Economy
Posted: 5 years ago

Foreign Direct Investment See 5 Years’ Bottom

According to preliminary indicators, foreign direct investments (FDI) in 2018 was listed at 1,232.4 million USD, down 34.9% year on year.

The contraction in FDI is related to completion regarding gas pipeline construction. Moreover, several companies were moved their ownership to Georgian residents, and loan liabilities were paid off to nonresident direct investors.

According to the existing indicators, in 2018, foreign direct investments was at a 5 year minimum. The lower figure was registered in 2013 – 1,020.6 million USD. In the following years, FDI inflows were recorded as growing.

“I would like to explain that the completion of the main gas pipeline has caused a contraction in FDI inflow. At the same time, a significant transaction was carried out in the telecommunications sector in 2018, when domestic residents bought stakes from foreign resident. Thirdly, loan liabilities were paid off to nonresident investors, and all these factors were reflected in the statistics. It is very important that financial liabilities were covered before nonresidents. We also welcome the fact that that our resident companies actively make investments in the telecommunications sector. Therefore, yesterday’s statements regarding FDI inflow declined because of fundamentals factors are untrue”, Prime Minister Mamuka Bakhtadze said.

“We should make progress in terms of general investments and 20% upturn is an evident example of this,” the Prime Minister noted.

“It is clear that potential investments became one of the key arguments for FITCH, as it increased our sovereign rating”, Mamuka Bakhtadze said.

The ratio of the three major investor countries in total FDI inflows to Georgia made up 49.6%, according to the early report. Azerbaijan ranks first with 19.5%, the United Kingdom is second at 16.5%, and the Netherlands is third with 13.6%. It should be noted that investment inflows declined in 6 of 10 investments sectors, including:

The power sector (-30%) – only 3.7 million USD was invested in the Georgian power sector in the fourth quarter of 2018, down 96% year on year. A total of 157 million USD was invested in the sector in 2018, down 30% year on year. The decline may signify that  international interest in the Georgian power sector is decreasing.

The development sector (-63%).  A total of 103 million USD was invested in Georgia’s development sector in 2018, down 63% compared to 2017 (283 million USD).

Transport and communications (-64%). A total of 489 million USD was invested in Georgia’s transport and communications sector, while the figure was 174 million USD in 2018, down 64%.

Construction of pipelines is a part of the transportation sector, not power sector. The investment contraction in the sector is genuinely related to the completion of the Shah Deniz pipeline.

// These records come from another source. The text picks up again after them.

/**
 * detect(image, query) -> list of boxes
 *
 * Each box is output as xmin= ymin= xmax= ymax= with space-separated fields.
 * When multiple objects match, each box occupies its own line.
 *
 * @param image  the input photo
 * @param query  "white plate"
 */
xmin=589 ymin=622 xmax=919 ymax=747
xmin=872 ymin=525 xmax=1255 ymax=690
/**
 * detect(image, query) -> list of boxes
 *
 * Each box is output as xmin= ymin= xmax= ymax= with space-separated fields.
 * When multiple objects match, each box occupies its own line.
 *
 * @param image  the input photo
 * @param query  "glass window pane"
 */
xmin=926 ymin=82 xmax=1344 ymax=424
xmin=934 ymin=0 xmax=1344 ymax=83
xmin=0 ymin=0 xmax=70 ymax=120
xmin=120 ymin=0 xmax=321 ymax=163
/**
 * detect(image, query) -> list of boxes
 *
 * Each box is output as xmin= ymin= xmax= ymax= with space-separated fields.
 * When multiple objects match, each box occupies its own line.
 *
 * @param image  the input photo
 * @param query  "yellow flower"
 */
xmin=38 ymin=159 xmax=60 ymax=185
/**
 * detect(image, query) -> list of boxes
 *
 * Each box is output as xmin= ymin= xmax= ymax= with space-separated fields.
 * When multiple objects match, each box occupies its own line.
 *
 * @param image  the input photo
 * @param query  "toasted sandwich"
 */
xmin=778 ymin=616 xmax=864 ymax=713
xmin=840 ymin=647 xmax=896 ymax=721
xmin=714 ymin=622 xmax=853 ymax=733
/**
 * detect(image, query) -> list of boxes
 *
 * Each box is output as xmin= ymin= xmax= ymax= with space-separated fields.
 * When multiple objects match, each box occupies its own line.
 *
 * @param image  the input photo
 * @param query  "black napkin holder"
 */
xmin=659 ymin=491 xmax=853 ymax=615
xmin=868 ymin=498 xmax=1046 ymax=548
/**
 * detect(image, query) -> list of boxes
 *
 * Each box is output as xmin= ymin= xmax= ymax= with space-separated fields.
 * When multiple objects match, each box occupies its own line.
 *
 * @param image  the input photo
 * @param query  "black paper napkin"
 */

Real Estate (-50%). According to Geostat, the national statistics service of Georgia, total FDI inflows in 2018 made up 90 million USD, down 50% year on year.

Finance Sector (-8%). FDI inflows declined in the financial sector, too. According to Geostat, the year on year contraction represented 8% (-24 million USD), and the 2018 FDI inflow in this sector amounted to 277 million USD.

Other sectors (-30% – 52 million USD).